La visite réussie à Washington du président russe Dmitri Medvedev a mis en valeur cette semaine les progrès de la relation russo-américaine en dépit d'écueils sérieux qui subsistent.

Les images de M. Medvedev et du président Barack Obama dans un restaurant de hamburgers, et leurs plaisanteries raillant le téléphone rouge, vestige de la Guerre froide, ont bien mis en scène la volonté de réchauffement des deux dirigeants, près de deux ans après la guerre russo-géorgienne.

Ces saynètes à l'intention des médias illustrent des «progrès réels» dans la relation, souligne pour Paul Saunders, analyste du Nixon Center.

Trois succès diplomatiques sont déjà venus sanctionner la décision de Barack Obama de faire «repartir de zéro» («reset» en anglais) les rapports entre Moscou et Washington après la guerre de Géorgie, durant l'été 2008.

Les deux pays ont d'abord conclu avec succès en avril la négociation d'un nouveau traité START de désarmement nucléaire.

Washington a aussi obtenu l'appui de Moscou à de nouvelles sanctions à l'ONU contre l'Iran, soupçonné de vouloir se doter de l'arme nucléaire sous couvert d'un programme civil.

Moscou a enfin accepté de coopérer à l'effort en Afghanistan, permettant le survol de son territoire par les avions américains et cessant d'objecter à l'utilisation de la base aérienne de Manas, au Kirghizstan.

Sur le plan économique, Dmitri Medvedev, qui veut promouvoir l'innovation en Russie, multiplie les appels du pied aux investisseurs américains.

Son déplacement mercredi à la Silicon Valley a été l'étape la plus significative de sa visite, avance même Stephen Sestanovich, expert du Conseil des relations étrangères (CFR).

M. Medvedev a aussi fortement relayé cette semaine l'impatience de la Russie d'être enfin admise au sein de l'Organisation mondiale du commerce (OMC). Il a enregistré l'appui renouvelé de Barack Obama.

Paul Saunders relève enfin que l'homme fort de Russie, l'ancien président et actuel Premier ministre Vladimir Poutine, «semble beaucoup plus adhérer au reset depuis deux mois que ce n'était le cas par le passé».

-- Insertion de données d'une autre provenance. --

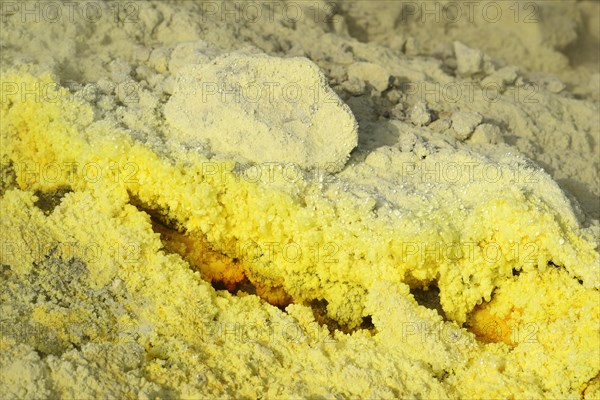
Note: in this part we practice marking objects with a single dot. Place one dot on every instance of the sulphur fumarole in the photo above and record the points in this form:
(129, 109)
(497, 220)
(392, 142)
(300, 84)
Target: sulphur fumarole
(417, 253)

Mais cette adhésion est fragile, note l'expert, pour qui «une grande partie des progrès enregistrés doivent plus au changement des circonstances qu'à un changement des politiques».

La Russie est, en particulier, opposée à un élargissement de l'Otan à l'Ukraine et à la Géorgie, que Moscou considère dans sa sphère d'influence. Mais si ce projet n'est plus à l'ordre du jour, c'est parce que les Européens -et désormais le nouveau pouvoir ukrainien- n'en veulent pas non plus. Les Etats-Unis, eux, n'ont jamais dit renoncer à un élargissement de l'OTAN.

M. Obama a également repris, en l'adaptant, le projet de son prédécesseur George W. Bush de mettre en place une défense antimissile pour protéger les Etats-Unis. Mais la Russie a dit se réserver le droit de se retirer du traité START si elle se sentait menacée par ces systèmes.

La notion de sphère d'influence, à laquelle M. Obama est opposé, «est la principale question menaçant le reset», assure Stephen Cohen de la New York University.

Pour ce spécialiste, la guerre de Géorgie était ainsi avant tout une riposte de Moscou à l'Occident, accusé de rogner la sphère d'influence russe, sur un plan non seulement militaire, mais aussi économique.

L'entrée de la Russie dans l'OMC devrait être le prochain test du «reset». M. Obama souhaite voir la question réglée en grande partie d'ici le début de l'automne. Or «il reste beaucoup à faire» dans ce dossier, prévient Paul Saunders.